L'entretien a été donné pour marquer les 100 premiers jours du gouvernement fédéral et les 100 premiers jours de M. De Wever en tant que Premier ministre.

La situation humanitaire de la bande de Gaza aggrave, Israël ayant bloqué l'aide à Gaza depuis le 2 mars. Dimanche, des dizaines de milliers de personnes ont pris les rues de Bruxelles dimanche après-midi pour demander un cessez-le-feu en Palestine.

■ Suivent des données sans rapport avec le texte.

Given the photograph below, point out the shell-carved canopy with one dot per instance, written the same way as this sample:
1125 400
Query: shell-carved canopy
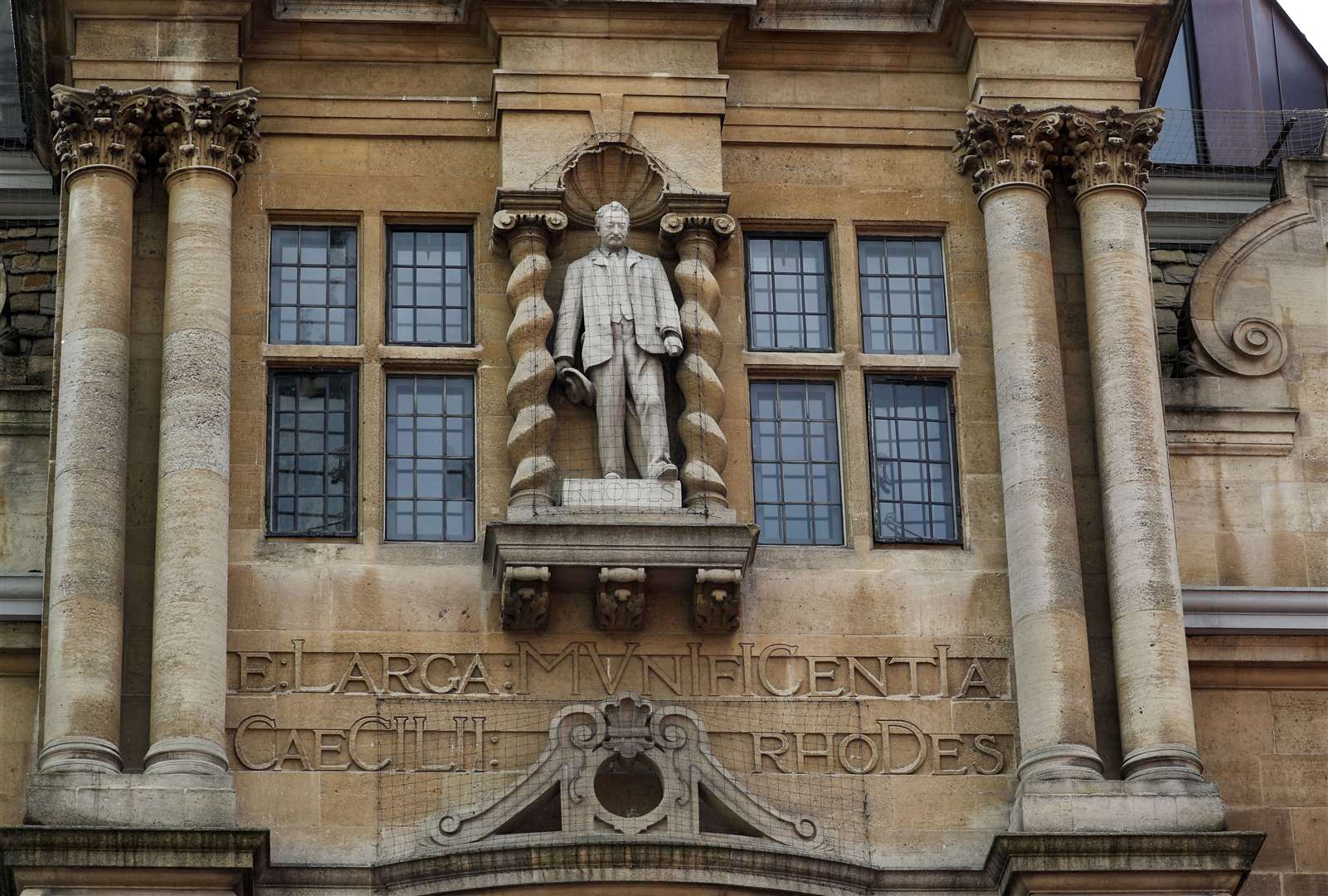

Dans l'interview, M. De Wever a réitéré son soutien à la position prise par le président français Emanuel Macron. Le président français préconise une solution à deux États, avec une reconnaissance mutuelle d'Israël et de la Palestine soumise aux conditions. Cette proposition a été formulée avant une conférence qui se tiendra aux Nations Unies le mois prochain

« Il (le président Macron) a promis de m'envoyer le texte détaillé décrivant ses propositions. J'ai l'intention de présenter ce texte au Cabinet », M. De Wever. « Pouvons-nous suivre cette initiative? Je pense que ce serait utile de le faire », a déclaré M. De Wever.

Aujourd'hui (lundi), les partis de la coalition fédérale se réunissent à nouveau pour jouer une requête en résolution sur le conflit israélo-palestinien. L'intention est de mettre la résolution devant la Chambre des représentants avant la fin du mois. Cependant, aucun accord n'a été conclu. La question de reconnaître un État palestinien est sur la table, mais sous réserve de conditions.

« Nous voulons nous diriger vers la reconnaissance d'un État Palestine, mais cela devrait être dans le cadre d'une solution à deux États », a expliqué Bart De Wever dimanche. « Cela signifie que la reconnaissance d'un État palestinien nécessitera une autorité palestinienne à la fois crédible et démocratique ».

Dans l'interview, le Premier ministre belge a de nouveau décrit la situation humanitaire à Gaza comme « inacceptable ».